Thursday, April 30, 2009

World Poetry for El día de los niños

I love that National Poetry Month ends on the celebration of El día de los niños/El día de los libros (Children's Day/Book Day). Also known simply as Día, it’s all about advocating literacy for children of all linguistic and cultural backgrounds, culminating every year on April 30.

Poet and writer Pat Mora has authored a brand new picture book commemorating Día: Fiesta!: Celebrate Children's Day/Book Day; Celebremos El día de los niños/El día de los libros (Rayo, 2009). Booklist reviewer Andrew Medlar wrote, “How very appropriate that the first trade book about Children’s Day/Book Day should be enthusiastically penned by the founder of this holiday, celebrated annually since 1996 on April 30, the same date as Mexico’s Day of the Child. This call to arms for connecting kids and books exhorts everyone to read and have fun in whatever language and locale they choose.”

Backmatter includes ideas and suggestions for celebrating Día in your community. Plus, you’ll find tips at Pat's Web site, at ALSC headquarters and at the Texas Library Association web site.

And if you’re looking for poetry to celebrate world cultures, I’d like to make a plug for a book I mentioned earlier this month (a 2009 White Ravens list book), and just got my hands on (thank you, Dani). Yes, it comes from New Zealand, but it makes a completely unique contribution and is worth the hunt. It’s My Village; Rhymes from Around the World collected by Danielle Wright (Wellington, NZ: Gecko Press, 2008).
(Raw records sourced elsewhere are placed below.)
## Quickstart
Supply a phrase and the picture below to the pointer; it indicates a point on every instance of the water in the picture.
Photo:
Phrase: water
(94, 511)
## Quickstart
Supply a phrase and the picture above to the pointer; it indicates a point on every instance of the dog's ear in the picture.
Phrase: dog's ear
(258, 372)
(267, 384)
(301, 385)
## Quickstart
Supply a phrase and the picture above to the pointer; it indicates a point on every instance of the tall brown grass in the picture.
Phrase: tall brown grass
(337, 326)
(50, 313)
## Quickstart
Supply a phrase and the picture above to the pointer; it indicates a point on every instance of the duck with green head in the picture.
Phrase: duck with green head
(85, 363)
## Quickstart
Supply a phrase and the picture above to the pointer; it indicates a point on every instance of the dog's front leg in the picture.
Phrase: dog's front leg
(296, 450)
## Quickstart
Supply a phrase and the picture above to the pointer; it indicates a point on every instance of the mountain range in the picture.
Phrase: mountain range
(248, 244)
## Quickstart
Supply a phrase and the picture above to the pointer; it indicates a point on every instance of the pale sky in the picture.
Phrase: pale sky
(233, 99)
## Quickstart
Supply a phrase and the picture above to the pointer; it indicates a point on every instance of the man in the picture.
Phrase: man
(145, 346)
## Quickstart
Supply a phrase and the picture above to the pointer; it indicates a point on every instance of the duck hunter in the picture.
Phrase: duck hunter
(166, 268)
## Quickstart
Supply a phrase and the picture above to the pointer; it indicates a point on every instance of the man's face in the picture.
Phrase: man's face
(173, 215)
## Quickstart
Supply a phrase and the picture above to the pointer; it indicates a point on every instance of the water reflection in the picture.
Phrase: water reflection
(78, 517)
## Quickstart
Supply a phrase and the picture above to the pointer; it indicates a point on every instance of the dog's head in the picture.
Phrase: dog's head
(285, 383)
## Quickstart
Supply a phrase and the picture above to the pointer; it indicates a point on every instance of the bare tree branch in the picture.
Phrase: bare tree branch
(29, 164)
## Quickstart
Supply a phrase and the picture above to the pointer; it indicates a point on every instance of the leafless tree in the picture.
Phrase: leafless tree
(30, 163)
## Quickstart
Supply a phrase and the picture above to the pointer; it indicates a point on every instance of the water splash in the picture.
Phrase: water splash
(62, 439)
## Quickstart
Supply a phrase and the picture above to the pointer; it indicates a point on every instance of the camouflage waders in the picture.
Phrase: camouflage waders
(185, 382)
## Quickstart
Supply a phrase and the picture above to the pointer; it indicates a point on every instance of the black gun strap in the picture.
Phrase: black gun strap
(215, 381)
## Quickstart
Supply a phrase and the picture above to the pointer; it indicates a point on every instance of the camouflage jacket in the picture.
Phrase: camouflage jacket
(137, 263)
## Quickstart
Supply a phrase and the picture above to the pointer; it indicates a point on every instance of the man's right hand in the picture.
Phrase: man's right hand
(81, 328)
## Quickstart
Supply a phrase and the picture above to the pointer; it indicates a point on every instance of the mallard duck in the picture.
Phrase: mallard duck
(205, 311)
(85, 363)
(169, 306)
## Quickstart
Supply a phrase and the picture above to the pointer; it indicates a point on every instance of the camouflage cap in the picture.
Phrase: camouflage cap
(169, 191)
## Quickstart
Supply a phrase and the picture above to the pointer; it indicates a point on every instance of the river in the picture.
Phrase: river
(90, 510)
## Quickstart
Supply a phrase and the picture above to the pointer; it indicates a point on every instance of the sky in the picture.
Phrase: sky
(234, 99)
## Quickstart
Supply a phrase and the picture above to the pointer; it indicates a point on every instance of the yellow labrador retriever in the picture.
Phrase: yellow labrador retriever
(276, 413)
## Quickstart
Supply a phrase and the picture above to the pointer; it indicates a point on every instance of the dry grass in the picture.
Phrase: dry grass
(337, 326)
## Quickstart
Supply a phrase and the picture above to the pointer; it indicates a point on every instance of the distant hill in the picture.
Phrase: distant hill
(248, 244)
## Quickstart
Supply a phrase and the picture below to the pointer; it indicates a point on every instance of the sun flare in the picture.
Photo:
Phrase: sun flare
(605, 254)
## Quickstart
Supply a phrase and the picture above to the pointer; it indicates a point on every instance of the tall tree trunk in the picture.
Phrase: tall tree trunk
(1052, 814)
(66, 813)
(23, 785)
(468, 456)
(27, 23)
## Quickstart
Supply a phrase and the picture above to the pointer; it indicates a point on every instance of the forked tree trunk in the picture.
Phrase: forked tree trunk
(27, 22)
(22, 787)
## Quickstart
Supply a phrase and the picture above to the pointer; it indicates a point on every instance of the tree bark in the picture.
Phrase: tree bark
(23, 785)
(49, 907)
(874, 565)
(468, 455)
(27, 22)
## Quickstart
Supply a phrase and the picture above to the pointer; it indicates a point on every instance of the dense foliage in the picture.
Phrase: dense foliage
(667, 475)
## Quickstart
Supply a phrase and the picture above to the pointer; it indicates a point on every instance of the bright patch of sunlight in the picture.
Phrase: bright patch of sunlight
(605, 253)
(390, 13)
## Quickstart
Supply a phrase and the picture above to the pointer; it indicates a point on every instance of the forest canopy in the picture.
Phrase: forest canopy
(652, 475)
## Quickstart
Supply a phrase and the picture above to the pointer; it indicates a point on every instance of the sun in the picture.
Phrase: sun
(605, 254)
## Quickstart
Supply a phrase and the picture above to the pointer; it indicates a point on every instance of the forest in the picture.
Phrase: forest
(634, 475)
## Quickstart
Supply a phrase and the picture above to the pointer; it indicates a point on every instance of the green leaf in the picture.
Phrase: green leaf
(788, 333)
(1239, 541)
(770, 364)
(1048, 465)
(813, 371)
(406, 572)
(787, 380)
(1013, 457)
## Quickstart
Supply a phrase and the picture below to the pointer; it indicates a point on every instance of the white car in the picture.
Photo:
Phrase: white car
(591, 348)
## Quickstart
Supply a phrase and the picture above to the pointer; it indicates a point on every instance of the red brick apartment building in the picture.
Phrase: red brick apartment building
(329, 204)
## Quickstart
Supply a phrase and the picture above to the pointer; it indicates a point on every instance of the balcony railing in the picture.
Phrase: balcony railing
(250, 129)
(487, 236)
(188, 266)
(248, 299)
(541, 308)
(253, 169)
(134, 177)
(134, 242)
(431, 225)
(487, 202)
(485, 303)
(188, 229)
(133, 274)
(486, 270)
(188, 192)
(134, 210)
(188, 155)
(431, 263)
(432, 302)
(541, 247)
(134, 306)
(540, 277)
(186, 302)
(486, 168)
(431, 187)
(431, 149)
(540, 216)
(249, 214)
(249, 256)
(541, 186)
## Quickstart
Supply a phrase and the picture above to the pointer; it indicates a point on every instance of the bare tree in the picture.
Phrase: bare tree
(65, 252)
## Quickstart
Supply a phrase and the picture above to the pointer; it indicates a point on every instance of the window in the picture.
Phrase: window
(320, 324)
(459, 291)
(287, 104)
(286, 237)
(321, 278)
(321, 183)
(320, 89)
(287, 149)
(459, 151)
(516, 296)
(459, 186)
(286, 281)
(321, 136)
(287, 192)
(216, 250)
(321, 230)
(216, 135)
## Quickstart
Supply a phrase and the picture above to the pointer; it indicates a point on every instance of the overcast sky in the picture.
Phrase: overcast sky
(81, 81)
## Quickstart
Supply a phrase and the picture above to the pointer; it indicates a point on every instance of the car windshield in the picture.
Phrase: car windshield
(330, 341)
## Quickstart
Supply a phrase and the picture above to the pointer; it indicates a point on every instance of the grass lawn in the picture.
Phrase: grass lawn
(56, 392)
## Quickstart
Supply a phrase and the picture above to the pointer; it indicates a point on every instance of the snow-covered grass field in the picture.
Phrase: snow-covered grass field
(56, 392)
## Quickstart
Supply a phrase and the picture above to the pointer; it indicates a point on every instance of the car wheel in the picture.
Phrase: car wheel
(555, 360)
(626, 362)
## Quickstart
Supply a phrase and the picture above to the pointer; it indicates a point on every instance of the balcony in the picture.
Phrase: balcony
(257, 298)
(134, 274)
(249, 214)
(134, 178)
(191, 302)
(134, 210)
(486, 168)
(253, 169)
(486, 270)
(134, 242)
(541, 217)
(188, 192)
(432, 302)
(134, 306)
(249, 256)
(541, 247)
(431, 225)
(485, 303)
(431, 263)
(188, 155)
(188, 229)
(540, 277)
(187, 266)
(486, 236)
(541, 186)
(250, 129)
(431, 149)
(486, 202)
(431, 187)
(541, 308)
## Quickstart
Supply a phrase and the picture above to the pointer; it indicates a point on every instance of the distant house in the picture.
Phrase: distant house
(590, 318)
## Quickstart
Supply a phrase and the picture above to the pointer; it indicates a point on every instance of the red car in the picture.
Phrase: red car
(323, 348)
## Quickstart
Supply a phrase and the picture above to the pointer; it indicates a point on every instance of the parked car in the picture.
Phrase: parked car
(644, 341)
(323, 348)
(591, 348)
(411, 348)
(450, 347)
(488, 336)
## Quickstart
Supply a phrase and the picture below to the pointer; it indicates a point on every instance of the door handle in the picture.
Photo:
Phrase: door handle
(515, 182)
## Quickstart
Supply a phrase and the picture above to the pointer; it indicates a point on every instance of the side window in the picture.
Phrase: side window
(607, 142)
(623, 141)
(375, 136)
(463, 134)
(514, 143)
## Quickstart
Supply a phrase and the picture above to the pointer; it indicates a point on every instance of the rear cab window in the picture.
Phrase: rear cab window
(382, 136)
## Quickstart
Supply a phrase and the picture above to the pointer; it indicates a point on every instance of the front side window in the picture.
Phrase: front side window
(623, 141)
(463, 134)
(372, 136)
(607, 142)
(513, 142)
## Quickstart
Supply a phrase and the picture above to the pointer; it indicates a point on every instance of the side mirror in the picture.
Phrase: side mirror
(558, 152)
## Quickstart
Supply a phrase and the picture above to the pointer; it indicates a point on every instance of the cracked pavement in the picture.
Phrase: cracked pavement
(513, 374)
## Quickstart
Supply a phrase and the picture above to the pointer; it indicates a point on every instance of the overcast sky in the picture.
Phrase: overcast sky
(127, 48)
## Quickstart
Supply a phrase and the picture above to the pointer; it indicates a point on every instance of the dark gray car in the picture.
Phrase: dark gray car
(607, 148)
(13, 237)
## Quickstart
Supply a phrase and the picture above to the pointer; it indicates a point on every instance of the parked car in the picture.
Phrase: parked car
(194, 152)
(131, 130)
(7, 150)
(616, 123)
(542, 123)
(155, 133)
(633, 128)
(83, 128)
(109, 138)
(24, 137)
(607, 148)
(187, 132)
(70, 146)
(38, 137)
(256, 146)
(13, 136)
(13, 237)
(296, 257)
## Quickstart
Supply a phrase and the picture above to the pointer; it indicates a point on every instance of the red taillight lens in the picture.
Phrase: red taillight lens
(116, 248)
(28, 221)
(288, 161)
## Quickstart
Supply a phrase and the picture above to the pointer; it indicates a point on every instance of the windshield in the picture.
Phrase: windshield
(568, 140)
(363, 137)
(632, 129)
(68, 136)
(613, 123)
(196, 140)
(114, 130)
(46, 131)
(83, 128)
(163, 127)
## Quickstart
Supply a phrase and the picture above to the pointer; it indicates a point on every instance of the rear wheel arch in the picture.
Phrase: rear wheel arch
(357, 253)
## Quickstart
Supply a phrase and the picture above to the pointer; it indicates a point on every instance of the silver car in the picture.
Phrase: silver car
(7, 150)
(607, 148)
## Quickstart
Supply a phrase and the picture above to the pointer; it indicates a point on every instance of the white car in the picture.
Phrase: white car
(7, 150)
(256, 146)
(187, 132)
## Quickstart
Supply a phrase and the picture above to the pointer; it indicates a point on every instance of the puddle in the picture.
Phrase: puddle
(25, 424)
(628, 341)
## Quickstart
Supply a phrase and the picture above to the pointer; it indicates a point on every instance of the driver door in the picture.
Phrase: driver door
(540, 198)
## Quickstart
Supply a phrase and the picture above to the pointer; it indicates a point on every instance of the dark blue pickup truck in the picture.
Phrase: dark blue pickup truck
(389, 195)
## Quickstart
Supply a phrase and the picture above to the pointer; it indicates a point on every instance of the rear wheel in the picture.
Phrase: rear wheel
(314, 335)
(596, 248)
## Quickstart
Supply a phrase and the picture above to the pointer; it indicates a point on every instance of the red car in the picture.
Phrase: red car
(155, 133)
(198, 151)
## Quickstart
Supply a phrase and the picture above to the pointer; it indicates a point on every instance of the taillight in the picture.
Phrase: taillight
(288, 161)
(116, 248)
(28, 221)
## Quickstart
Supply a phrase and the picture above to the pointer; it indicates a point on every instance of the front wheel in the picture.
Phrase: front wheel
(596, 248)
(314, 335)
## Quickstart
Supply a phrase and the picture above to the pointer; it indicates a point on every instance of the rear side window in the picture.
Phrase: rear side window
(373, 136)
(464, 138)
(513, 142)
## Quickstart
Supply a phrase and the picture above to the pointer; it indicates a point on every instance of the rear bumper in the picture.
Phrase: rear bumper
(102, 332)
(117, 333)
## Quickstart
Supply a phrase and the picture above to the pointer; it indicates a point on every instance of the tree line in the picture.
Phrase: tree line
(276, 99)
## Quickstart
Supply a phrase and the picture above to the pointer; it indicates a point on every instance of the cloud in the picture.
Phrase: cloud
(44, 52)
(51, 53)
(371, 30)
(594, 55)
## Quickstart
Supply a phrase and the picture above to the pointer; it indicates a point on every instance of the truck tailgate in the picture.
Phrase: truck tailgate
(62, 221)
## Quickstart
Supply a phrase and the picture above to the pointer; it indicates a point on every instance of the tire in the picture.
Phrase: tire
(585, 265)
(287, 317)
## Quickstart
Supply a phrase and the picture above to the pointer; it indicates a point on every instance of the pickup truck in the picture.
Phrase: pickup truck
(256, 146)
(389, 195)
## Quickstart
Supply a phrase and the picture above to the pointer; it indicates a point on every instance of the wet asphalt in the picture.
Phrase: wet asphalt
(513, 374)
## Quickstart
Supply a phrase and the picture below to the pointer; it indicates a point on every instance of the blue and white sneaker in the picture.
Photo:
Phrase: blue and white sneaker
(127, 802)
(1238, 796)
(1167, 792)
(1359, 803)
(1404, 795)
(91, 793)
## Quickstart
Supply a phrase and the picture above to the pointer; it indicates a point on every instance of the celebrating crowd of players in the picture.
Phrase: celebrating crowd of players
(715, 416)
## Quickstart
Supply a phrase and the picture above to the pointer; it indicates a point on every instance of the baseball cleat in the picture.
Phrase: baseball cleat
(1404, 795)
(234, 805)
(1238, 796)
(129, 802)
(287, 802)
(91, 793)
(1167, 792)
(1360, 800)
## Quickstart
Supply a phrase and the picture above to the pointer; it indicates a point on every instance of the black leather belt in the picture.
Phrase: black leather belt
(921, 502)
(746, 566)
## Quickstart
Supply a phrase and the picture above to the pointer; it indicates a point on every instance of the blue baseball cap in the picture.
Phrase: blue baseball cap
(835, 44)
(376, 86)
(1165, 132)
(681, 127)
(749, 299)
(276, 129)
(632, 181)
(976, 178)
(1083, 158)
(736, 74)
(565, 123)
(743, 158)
Not only does Wright include simple folk rhymes from a variety of countries (New Zealand, China, Australia, Norway, Ireland, Tonga, Jamaica, Japan, Zimbabwe, Fiji, Indonesia, Denmark, Iran, Germany, Samoa, Switzerland, Russia, Brazil, France, Holland, Iceland, and India), but she includes the poem in three versions (when applicable): in the original language and the native alphabet, the transliterated version in the Roman alphabet of English, and also in English. That’s a grand slam!

Here’s one fun example from RUSSIA:

Hush You Mice
from Russia

Hush you mice! a cat is near us,
He can see us, he can hear us.
--What if he is on a diet?—
Even then you should be quiet!

Wright, Danielle (Ed). 2008. My Village; Rhymes from Around the World. Wellington, NZ: Gecko Press, p. 40-41.

Plus, the English versions are quite charming and musical, don’t you think? That’s not an easy feat when translating multiple languages, as well as in conveying the terse verse of nursery rhymes. Impressive! The illustrations by Mique Moriuchi add so much appeal (see a sample on the Web site) with colorful tissue paper collages.

GOOD NEWS: if you just cannot get your own copy of this book, Wright keeps a rich Web site with an extensive collection of “International Nursery Rhymes” organized in general by the continents: Europe, Asia, the Americas, the Pacific and Africa. Lots of good stuff here, too. Happy Día!